Cette stratégie novatrice combinait l’implantation de DADM à l’échelle nationale avec le transport par moto, en plein essor en Tanzanie. Ce dernier, appelé bodaboda, a considérablement amélioré l’accès physique aux produits et services dans de nombreuses régions, y compris les villages ruraux. L’idée était de tirer parti du secteur en croissance rapide de la moto en Tanzanie pour accélérer l’accès à des antipaludiques efficaces par le biais de la stratégie des DADM afin de rejoindre les régions rurales éloignées, où la charge de morbidité est élevée mais le pouvoir d’achat, faible. D’un côté, des propriétaires de DADM privés qui ont manifesté leur intérêt à participer au projet et qui avait accès à une moto ont été recrutés.
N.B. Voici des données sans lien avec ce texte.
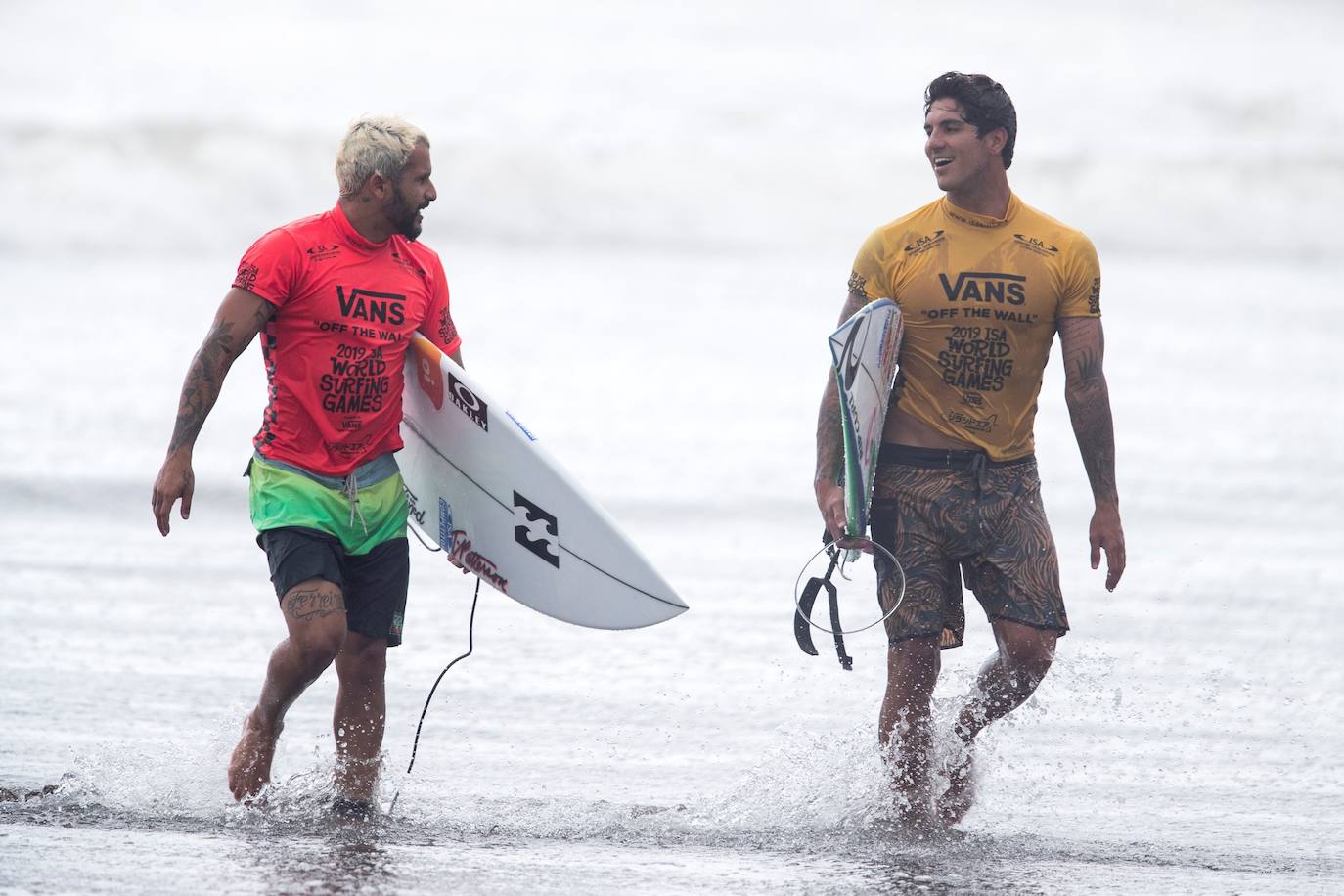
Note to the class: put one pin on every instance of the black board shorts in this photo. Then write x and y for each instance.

De l’autre, le plan comportait aussi le recrutement d’agents de santé communautaires (ASC) et d’autres entrepreneurs en milieu rural qui étaient qualifiés comme candidats pour la formation DADM, dans les villages situés à 5 km ou plus d’un établissement de santé ou d’un DADM. Les ASC ont reçu une modeste marge bénéficiaire en guise d’incitatif pour les motiver à offrir des services. Ces ASC ont joué un rôle clé en assurant la liaison entre les DADM et les soignants d’enfants malades.

L’accès amélioré au diagnostic et au traitement du paludisme

Le projet Malaria Drugs on Wheels a été en mesure de rejoindre et de fournir des services de diagnostic et de traitement à tous les villages reculés dans le secteur de Masanze du district de Kilosa. Alors que l’accès rapide au diagnostic et au traitement du paludisme était à peu près similaire entre les régions d’intervention et de contrôle avant le projet, il avait augmenté de 65,5 % à 88,1 % après l’intervention.

CHWs in a classroom session

Travailleurs de la santé communautaires assistant à une séance en classe

Des discussions approfondies avec les ASC ont révélé que, contrairement au passé, on n’a observé aucun décès d’enfants de moins de cinq ans associés à la fièvre au cours de la période d’étude de 12 mois. Les soignants ont aussi exprimé un niveau élevé de satisfaction à l’égard de la disponibilité et la de prestation de services.

L’étude a également révélé que, même dans une zone rurale, il y a des gens plus marginalisés que d’autres. Ces personnes résident habituellement dans des endroits difficilement accessibles, ce qui inclut les villages des régions de vallons et de montagnes, ou des localités inondées durant la saison des pluies. Ces secteurs ne sont même pas accessibles en moto et doivent être approchés en employant une méthodologie différente.

Dans l’ensemble, la combinaison des DADM et du secteur en plein essor du transport par moto peut contribuer à assurer que les antipaludiques atteignent les plus démunis; rendant ainsi possible de réaliser le rêve d’une « Tanzanie sans décès dus au paludisme ».